La contribution de la Convention sur la diversité Biologique à  la protection de l'environnement au Sénégal: bilan de 20 ans d'application

( Télécharger le fichier original )
par Maà¯mouna OUMAROU IBRAHIM
Université de Limoges - Master 2 droit international et comparé de l'environnement. 2011
  

précédent sommaire suivant

Bitcoin is a swarm of cyber hornets serving the goddess of wisdom, feeding on the fire of truth, exponentially growing ever smarter, faster, and stronger behind a wall of encrypted energy

B/ Les progrès dans l'amélioration de l'efficacité d'aires protégées

L'efficacité de la gestion des aires protégées a fait l'objet d'une évaluation en 201053. Elle n'a porté que sur les aires protégées qui sont des zones humides et/ou marines situées entre Saint-Louis et le delta du fleuve Saloum, soit au total douze (12) sites sur les dix sept (17) gérés par la DPN. Les parcs et réserves (Parc National du Niokolo Koba et Réserve de Faune du Ferlo Nord) ainsi que ceux situés dans la région naturelle de la Casamance (Parc National de la Basse Casamance, Réserve Ornithologique de Kalissaye et AMP d'Abéné) n'ont pas été prises en compte dans cette évaluation54.

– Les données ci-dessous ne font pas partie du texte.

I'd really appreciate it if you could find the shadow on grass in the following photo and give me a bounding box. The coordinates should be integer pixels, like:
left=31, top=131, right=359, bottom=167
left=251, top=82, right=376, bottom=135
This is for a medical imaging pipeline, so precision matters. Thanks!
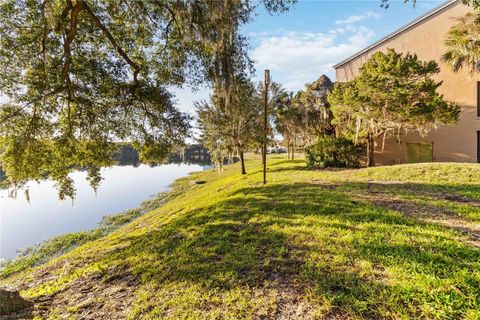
left=108, top=183, right=480, bottom=318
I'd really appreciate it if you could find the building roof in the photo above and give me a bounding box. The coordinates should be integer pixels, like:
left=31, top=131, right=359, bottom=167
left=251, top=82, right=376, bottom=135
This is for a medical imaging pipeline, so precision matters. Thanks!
left=333, top=0, right=459, bottom=69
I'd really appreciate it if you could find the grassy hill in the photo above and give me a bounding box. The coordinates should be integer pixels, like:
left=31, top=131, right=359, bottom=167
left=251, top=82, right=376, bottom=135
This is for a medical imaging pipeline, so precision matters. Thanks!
left=0, top=157, right=480, bottom=319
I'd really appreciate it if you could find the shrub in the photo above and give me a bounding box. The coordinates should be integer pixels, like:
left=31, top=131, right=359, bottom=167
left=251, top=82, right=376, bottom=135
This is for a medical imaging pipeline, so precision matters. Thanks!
left=305, top=137, right=363, bottom=168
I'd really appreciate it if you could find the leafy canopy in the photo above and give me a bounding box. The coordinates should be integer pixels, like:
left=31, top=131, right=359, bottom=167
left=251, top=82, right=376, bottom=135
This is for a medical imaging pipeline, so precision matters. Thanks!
left=328, top=49, right=460, bottom=165
left=442, top=12, right=480, bottom=75
left=0, top=0, right=293, bottom=198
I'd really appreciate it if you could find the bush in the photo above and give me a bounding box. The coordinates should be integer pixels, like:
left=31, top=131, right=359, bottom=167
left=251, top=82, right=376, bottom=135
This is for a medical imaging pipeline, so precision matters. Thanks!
left=305, top=137, right=363, bottom=168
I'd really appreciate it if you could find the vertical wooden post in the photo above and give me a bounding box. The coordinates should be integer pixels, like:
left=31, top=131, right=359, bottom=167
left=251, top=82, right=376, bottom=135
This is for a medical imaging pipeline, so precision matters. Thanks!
left=263, top=70, right=270, bottom=184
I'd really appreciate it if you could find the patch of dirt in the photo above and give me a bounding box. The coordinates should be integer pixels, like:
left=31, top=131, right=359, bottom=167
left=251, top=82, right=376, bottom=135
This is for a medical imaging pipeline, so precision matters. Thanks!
left=7, top=267, right=139, bottom=320
left=367, top=180, right=480, bottom=208
left=355, top=190, right=480, bottom=248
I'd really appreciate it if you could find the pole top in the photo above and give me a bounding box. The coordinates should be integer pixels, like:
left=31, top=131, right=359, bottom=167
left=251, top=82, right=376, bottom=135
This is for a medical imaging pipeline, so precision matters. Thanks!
left=265, top=69, right=270, bottom=85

La figure 3 affiche les résultats des différentes rubriques (conception et planification, processus de gestion, moyens et résultats). Au total, la gestion dans l'ensemble des parcs, réserves et AMP apparaît moyenne.

20

15

Résultats Processus Moyens Planning

10

5

0

Figure 3 : résultats efficacité de la gestion des aires protégées (DPN, 2010)

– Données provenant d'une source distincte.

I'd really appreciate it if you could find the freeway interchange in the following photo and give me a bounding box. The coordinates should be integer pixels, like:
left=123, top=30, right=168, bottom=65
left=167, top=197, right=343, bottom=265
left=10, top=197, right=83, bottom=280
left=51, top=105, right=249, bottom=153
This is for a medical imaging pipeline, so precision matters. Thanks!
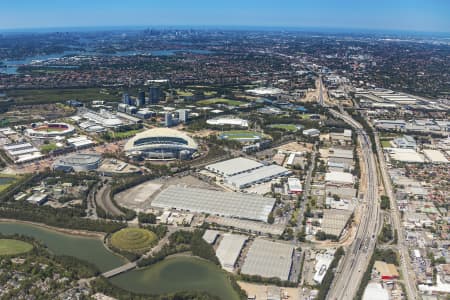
left=327, top=109, right=381, bottom=300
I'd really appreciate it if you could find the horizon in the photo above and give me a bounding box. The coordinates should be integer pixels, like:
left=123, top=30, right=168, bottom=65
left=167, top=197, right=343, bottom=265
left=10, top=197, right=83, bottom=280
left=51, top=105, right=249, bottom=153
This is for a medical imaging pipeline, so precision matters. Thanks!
left=0, top=0, right=450, bottom=33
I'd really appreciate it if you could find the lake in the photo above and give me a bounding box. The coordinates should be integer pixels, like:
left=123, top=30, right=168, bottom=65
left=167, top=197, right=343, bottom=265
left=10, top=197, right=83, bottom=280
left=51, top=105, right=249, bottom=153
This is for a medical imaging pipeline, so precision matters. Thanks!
left=0, top=222, right=125, bottom=272
left=110, top=256, right=239, bottom=300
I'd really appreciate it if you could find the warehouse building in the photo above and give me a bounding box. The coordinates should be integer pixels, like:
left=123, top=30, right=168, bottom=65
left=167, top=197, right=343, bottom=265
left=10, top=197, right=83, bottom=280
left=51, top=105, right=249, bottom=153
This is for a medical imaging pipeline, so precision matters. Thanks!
left=423, top=150, right=448, bottom=164
left=206, top=157, right=264, bottom=176
left=53, top=153, right=102, bottom=172
left=325, top=172, right=354, bottom=185
left=152, top=186, right=275, bottom=222
left=241, top=238, right=294, bottom=281
left=216, top=233, right=247, bottom=272
left=321, top=209, right=352, bottom=237
left=225, top=165, right=291, bottom=189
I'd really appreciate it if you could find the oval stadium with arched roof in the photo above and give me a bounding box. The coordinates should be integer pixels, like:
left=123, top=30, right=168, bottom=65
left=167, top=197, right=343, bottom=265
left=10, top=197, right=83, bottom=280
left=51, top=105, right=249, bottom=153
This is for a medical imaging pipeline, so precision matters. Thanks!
left=124, top=128, right=198, bottom=160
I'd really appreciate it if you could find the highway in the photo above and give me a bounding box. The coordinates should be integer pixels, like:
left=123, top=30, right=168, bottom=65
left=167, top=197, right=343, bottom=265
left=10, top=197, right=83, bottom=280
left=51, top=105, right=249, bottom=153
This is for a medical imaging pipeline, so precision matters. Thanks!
left=374, top=130, right=420, bottom=300
left=327, top=109, right=381, bottom=300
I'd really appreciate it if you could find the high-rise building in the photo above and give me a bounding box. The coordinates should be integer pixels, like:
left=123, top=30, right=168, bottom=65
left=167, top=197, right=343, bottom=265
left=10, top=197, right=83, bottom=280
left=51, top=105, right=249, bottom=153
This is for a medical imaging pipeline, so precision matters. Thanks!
left=136, top=91, right=145, bottom=107
left=178, top=109, right=189, bottom=123
left=164, top=112, right=173, bottom=127
left=148, top=85, right=161, bottom=104
left=122, top=93, right=133, bottom=105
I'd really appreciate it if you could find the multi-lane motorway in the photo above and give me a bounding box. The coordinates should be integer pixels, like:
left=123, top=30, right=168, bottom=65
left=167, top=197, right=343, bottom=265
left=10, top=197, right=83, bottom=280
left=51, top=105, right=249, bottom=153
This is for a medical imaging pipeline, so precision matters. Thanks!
left=374, top=131, right=419, bottom=300
left=327, top=110, right=380, bottom=300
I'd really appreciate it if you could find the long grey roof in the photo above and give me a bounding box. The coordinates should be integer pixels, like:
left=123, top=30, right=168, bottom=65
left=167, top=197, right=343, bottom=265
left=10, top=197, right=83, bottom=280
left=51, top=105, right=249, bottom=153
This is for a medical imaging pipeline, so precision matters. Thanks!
left=152, top=186, right=275, bottom=222
left=206, top=157, right=263, bottom=176
left=241, top=239, right=294, bottom=280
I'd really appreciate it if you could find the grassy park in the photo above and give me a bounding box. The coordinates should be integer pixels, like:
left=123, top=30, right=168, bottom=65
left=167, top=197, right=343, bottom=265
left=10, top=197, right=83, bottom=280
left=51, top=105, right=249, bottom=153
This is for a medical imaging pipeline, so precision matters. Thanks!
left=111, top=228, right=158, bottom=253
left=0, top=239, right=33, bottom=256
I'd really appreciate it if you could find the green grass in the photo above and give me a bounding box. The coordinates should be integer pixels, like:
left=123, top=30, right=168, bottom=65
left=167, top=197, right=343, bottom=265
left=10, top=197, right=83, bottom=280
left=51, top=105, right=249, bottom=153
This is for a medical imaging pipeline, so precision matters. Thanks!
left=220, top=130, right=263, bottom=140
left=197, top=98, right=244, bottom=106
left=7, top=88, right=121, bottom=104
left=111, top=228, right=158, bottom=253
left=269, top=124, right=298, bottom=132
left=0, top=239, right=33, bottom=256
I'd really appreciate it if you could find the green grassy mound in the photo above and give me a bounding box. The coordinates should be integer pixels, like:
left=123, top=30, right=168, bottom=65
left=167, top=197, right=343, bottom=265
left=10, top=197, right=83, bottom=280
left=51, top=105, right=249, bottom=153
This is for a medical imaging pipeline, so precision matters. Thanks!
left=111, top=228, right=158, bottom=252
left=0, top=239, right=33, bottom=256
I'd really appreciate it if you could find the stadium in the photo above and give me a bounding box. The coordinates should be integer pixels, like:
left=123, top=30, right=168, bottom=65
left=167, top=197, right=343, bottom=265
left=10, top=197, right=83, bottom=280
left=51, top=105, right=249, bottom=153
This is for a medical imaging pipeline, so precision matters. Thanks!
left=26, top=123, right=75, bottom=138
left=53, top=153, right=102, bottom=172
left=124, top=128, right=198, bottom=160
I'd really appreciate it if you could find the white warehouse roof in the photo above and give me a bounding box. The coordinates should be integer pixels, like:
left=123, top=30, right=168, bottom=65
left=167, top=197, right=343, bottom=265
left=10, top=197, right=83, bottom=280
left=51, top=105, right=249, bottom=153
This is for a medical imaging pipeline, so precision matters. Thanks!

Au Sénégal, la plupart des sites de haute biodiversité se situe dans des zones transfrontalières. C'est pour cette raison que l'Etat développé une stratégie de gestion durable et concertée des ressources naturelles avec les pays voisins à travers la mise en oeuvre de projets et la création de réserves transfrontalières.

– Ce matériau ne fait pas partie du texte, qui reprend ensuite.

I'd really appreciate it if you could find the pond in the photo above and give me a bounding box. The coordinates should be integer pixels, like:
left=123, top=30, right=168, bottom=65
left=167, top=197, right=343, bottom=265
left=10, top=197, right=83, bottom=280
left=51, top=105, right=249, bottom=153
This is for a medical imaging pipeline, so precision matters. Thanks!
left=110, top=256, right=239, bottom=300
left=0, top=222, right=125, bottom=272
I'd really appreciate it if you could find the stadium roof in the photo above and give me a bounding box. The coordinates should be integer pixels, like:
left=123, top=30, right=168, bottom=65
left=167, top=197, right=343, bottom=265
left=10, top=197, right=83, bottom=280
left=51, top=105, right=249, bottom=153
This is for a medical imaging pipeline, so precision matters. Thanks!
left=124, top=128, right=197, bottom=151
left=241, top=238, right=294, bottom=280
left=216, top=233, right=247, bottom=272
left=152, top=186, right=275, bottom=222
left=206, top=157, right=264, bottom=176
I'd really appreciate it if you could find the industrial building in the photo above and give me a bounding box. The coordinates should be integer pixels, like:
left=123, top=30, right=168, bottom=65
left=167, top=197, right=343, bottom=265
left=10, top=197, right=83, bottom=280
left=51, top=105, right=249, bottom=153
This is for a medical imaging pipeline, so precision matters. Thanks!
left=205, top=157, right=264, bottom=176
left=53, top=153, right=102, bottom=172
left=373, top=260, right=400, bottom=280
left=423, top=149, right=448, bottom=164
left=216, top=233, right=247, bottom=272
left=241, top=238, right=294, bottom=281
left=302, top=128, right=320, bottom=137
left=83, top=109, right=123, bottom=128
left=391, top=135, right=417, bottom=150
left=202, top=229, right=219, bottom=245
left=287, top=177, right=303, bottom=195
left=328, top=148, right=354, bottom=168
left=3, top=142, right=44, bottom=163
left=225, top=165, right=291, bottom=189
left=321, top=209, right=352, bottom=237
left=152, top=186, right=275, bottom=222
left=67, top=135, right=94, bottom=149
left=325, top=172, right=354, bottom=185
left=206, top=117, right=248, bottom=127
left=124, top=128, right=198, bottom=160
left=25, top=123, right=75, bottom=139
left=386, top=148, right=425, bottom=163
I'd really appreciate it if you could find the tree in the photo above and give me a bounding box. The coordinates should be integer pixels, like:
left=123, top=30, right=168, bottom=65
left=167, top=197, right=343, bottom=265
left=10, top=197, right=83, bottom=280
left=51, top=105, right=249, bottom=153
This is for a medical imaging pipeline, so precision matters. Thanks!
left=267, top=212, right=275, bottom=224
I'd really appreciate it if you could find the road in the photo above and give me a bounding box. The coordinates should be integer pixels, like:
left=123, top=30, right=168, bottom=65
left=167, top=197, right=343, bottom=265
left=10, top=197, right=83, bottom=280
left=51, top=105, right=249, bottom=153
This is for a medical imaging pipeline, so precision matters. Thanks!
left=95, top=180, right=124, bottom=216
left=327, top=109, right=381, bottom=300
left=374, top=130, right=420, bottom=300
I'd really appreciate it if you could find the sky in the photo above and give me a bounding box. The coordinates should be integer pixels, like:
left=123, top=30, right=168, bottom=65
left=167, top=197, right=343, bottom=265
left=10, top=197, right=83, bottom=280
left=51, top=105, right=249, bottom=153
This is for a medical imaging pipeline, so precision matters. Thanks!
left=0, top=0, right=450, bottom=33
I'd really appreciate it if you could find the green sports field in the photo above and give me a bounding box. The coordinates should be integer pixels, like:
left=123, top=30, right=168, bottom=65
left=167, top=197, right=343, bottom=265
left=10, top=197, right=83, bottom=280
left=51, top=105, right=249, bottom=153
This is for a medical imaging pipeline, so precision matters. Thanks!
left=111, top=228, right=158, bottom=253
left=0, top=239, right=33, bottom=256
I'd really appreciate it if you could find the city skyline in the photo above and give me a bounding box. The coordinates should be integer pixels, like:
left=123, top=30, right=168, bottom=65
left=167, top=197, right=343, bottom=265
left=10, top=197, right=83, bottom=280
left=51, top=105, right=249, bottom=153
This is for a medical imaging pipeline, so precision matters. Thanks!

53 DPN, 2010. RAPPAM SENEGAL. 53 pages.

54 La méthodologie employée est celle développée par le World Wide Fund for Nature (WWF) : méthode d'évaluation rapide et d'établissement des priorités de gestion des aires protégées (RAPPAM). Elle se fonde sur le cadre d'évaluation mis au point par la Commission Mondiale des Aires Protégées (CMAP).

> Le projet Niokolo-Badiar

Le complexe écologique Niokolo-Badiar (951 000 ha) formé par les parcs nationaux du Niokolo-Koba (913 000) au Sénégal et du Badiar (38 000 ha) en Guinée constitue un des derniers grands ensembles d'habitats de la grande faune d'Afrique de l'Ouest. La mise en oeuvre du projet Niokolo-Badiar à travers une cogestion assurée par les deux pays a permis d'importantes réalisations en termes de conservation et de valorisation des ressources naturelles, de surveillance, d'infrastructures, de recherche et de formation, de sensibilisation et d'organisation des populations locales.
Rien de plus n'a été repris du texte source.